Strolling tour investigates outside works of Guilford


May 03, 1993|By JACQUES KELLY

Sherwood Gardens was just beginning to fill up with the annual crowd of tulip fanciers when 20 more visitors led by a man with a portable microphone crossed its fescue-rich lawns.

Those other visitors were taking a three-hour walking tour of Guilford, the well-clipped North Baltimore neighborhood renowned for five-figure bills from house painters and tax assessors.

James F. Waesche, Fenchurch Road resident, writer and local historian, led the tour sponsored by the Baltimore Chapter of the American Institute of Architects and the Maryland Institute College of Art.

The tour is one of several that focus on the Baltimore neighborhoods designed by the legendary Olmsted Brothers, landscape architects who conceived the tree-studded and winding streets of Roland Park, Homeland, Guilford and Dundalk.

As those on the tour walked from Chancery Place to Bedford Square and back, they passed numerous houses overrun with gardeners, landscapers, roofers and painters -- the normal Guilford work force needed to maintain these pre-1929 castles.

"I used to worry about functional obsolescence, that these large houses would become just too big for their own good," said Waesche, standing at the corner of St. Paul Street and St. Martin's Road. "But they haven't. People are installing children's suites, home computer offices and health-workout rooms. Butlers' pantries are being done away with to enlarge kitchens because everybody wants to be a haute-cuisine chef.

"My worries have been put aside," Waesche added, as he pointed to a street of impeccable homes.

Many a real estate salesperson has genuflected in deep reverence of the affluent Guilford community, where stately $300,000 homes are the norm. This very grand neighborhood of slate roofs, butlers' pantries, chauffeurs' apartments, servants' call bells, limestone entrances, and oak parquet floors is also a tour-de-force of mature landscaping and never dull suburban planning.

Waesche took pains to explain how the Olmsted Brothers -- as powerful consultants to the local Roland Park Co. -- dictated an economic pecking order.

The largest lots facing Guilford's largest thoroughfares -- St.

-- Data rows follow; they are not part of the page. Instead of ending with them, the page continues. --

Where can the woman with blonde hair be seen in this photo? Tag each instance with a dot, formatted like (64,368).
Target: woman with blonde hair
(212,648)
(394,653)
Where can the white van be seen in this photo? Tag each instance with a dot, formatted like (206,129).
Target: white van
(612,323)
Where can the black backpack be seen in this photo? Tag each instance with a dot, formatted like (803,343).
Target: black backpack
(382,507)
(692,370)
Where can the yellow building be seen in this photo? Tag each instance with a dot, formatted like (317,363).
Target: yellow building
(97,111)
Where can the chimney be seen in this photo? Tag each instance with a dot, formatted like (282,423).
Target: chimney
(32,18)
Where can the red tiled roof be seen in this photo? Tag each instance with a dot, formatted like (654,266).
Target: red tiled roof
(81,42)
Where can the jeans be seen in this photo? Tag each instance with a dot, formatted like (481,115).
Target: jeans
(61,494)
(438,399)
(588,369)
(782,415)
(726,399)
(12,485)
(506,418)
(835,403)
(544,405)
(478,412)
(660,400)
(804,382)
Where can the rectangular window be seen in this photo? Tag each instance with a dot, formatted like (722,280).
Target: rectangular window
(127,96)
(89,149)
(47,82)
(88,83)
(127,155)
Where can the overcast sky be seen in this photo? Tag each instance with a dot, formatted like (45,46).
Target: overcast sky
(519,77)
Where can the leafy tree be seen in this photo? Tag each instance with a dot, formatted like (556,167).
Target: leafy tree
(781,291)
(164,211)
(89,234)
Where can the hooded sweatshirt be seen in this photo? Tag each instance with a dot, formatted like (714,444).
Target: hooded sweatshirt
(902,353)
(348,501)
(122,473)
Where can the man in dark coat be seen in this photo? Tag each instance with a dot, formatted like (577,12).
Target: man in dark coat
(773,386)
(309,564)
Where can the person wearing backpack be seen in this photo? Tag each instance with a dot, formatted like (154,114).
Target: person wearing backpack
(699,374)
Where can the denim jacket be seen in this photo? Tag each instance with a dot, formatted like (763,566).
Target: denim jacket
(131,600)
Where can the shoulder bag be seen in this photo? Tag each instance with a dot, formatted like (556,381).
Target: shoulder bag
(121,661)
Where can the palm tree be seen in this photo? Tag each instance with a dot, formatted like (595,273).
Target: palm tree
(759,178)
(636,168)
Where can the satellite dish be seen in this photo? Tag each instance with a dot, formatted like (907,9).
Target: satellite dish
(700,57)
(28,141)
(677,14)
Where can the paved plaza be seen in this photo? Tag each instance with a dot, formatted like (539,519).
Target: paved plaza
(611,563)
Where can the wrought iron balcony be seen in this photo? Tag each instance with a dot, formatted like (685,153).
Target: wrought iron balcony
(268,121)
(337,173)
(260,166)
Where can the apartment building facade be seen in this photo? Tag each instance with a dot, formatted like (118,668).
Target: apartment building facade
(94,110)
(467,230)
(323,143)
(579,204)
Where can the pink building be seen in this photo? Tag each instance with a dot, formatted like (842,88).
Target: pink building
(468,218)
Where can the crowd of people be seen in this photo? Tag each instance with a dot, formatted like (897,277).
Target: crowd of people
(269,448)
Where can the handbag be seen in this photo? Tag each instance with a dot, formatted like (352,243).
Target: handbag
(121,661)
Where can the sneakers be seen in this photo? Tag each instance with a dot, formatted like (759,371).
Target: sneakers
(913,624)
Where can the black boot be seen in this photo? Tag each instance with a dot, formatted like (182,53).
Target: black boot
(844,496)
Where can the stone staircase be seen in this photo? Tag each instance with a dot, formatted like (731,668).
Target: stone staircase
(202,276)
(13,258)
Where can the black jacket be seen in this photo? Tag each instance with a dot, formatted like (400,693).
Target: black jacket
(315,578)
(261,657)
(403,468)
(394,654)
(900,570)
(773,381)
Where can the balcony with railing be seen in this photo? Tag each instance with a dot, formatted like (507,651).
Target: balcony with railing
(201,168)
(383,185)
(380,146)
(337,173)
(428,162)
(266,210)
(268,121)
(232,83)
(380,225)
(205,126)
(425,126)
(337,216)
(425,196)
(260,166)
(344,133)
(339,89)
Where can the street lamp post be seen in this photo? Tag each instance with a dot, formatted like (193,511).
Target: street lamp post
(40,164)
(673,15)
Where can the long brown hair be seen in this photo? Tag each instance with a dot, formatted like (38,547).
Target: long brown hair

Paul Street and Greenway -- were the most costly. The smaller lots were for smaller homes and price tags, and were situated far from the grand streets.

Waesche led the group to Norwood Court, Bretton Place and Chancery Square, gracious pre-World War I housing courts where designers sought to provide more moderately priced housing -- but hardly low cost -- without sacrificing their almighty aesthetic principles.

It was on Chancery Square -- one of these overlooked but very gracious corners of Guilford -- that the first houses rose from what had been a meadow. It was on May 19, 1913, that the public was invited to inspect the results of two years' worth of road construction, sewer work and landscaping. Most of the 336-acre neighborhood would be completed within 25 years.

This was not so much a pilgrimage through beautiful homes -- in fact, none was visited -- but an event to explain Guilford's landscaping and infrastructure.

The Olmsteds occasionally buried streams -- Sumwalk Run -- in a sewer.

They placed an electric streetcar line on St. Paul Street.

They tucked private parks behind certain homes because Guilford has few back alleys.

Sidewalks had a slightly pebbly surface to aid pedestrian traction.

And every property owner was encouraged to garden.

So much so that Sherwood Gardens -- Stratford Road and Greenway -- remains Guilford's best known public space. Ironically, its emerald lawns and tulip and azalea beds were not expressly conceived by the Olmsteds or the Roland Park Co.

The slight natural depression at Stratford Road and Greenway was once a marshy area and shallow lake. Guilford's creators planned a small community park here, and perhaps a casino pavilion.

But enter John W. Sherwood, the oil burner and gas station magnate. He built his showplace Highfield Road home and bought the adjoining lots.

He created a private greensward that today bears his name. It is maintained by the community association, and has become Baltimore's premiere spring garden.